Calculate $\displaystyle\int_0^{2\pi} x^2\; \cos x \cdot\operatorname{Li}_2(\cos x)\; dx$ .

After several simplifications and substitutions, it turns out that the above integral is related to integrals of the shape

• $\int_0^1\log t\; R(t)\; dt$ , and
• $\int_0^1\arctan t\cdot \log t\; R(t)\; dt$ , and
• $\int_0^1\arctan^2 t\cdot \log t\; R(t)\; dt$ ,
• and "similar" expressions.

Here $R$ is in each case a (rather simple) rational function. (The more log and/or arctangent factors, the higher the computational complexity.)

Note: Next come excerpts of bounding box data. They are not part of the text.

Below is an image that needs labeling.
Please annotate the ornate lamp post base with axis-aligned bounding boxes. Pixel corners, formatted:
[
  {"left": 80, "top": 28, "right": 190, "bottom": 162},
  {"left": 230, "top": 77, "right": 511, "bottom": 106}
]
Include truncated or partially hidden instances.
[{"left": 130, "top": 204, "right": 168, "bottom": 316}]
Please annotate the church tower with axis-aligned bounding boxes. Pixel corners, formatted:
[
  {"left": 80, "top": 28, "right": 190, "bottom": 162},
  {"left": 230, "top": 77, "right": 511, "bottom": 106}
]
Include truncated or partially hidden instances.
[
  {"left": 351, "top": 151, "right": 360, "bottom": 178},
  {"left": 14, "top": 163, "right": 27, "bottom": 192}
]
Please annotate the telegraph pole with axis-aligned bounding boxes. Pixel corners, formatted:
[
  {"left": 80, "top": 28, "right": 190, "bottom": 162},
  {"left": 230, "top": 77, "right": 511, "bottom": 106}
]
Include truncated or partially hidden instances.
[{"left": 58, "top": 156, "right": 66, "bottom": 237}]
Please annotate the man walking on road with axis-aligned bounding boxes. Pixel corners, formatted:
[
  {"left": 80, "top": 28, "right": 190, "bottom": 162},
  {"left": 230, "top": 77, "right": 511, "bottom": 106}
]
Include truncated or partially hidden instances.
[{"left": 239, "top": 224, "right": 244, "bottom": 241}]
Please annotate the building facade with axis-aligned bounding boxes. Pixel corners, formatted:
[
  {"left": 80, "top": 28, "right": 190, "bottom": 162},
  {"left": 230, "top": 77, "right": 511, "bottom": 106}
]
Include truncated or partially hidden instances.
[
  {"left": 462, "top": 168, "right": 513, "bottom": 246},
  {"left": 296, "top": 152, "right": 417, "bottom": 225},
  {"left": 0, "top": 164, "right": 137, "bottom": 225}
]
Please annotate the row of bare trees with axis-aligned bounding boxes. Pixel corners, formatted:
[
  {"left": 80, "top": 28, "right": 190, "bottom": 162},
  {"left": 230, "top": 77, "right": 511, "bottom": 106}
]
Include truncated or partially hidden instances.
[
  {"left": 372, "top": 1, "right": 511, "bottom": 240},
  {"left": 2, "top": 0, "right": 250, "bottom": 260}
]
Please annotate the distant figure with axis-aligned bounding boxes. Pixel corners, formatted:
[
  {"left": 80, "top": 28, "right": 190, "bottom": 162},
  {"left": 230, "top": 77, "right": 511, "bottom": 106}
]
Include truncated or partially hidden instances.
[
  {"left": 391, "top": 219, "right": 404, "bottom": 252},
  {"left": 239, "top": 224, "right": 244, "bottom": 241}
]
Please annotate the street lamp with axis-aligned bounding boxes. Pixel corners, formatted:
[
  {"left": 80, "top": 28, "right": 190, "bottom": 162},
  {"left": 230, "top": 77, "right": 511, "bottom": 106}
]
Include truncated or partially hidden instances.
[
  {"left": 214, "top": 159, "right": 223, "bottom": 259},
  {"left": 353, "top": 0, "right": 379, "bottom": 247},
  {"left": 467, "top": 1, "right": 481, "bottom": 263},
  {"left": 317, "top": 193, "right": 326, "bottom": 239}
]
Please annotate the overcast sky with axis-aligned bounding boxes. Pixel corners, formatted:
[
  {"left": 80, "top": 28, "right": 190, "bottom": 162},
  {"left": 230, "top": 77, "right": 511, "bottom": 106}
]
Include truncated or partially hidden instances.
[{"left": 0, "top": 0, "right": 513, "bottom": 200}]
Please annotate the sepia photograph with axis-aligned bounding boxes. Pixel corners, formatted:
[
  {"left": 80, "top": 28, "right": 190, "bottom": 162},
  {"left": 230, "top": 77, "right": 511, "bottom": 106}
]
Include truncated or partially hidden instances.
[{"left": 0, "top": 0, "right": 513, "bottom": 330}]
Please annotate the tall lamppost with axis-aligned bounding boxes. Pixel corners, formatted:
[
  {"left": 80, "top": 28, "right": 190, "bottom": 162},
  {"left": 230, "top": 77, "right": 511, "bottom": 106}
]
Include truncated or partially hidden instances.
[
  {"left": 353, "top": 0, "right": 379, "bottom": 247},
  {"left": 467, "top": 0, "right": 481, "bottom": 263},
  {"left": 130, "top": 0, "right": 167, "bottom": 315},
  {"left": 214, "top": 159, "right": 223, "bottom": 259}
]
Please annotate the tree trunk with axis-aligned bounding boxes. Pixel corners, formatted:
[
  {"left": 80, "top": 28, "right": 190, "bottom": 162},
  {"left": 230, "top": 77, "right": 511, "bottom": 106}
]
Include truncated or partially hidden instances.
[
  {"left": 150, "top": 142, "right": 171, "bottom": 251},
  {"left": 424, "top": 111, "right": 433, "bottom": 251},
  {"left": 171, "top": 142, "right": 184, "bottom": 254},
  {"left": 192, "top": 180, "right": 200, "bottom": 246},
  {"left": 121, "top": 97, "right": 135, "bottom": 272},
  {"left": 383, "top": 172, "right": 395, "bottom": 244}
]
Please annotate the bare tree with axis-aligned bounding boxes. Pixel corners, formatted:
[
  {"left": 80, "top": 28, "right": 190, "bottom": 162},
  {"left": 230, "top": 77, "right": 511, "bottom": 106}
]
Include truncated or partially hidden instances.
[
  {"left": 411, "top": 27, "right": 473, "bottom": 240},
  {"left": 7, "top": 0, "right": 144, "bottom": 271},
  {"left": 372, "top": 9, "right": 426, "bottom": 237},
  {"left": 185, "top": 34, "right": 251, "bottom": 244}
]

I could compute more or less algorithmically most of the the needed integrals to solve the linked problem, all of them but the integral $$ K=\int_0^1\arctan^2 t\cdot\log t\cdot\frac2{1-t^2}\; dt\ , $$ which turned out to be very hard to attack with the methods of real analysis. Computing this integral is more or less equivalent to computing $J$, and the question wants $J$ instead, since we have a "clean formula", so that some speculation about a "clever substitution" may be accepted.

My solution (for $K$) works in complex analysis, the first step is to write $$ \int_0^1 =\int_0^i+\int_i^1\ , $$ then parametrize the first integral using a linear path, the second one using a path on the unit circle.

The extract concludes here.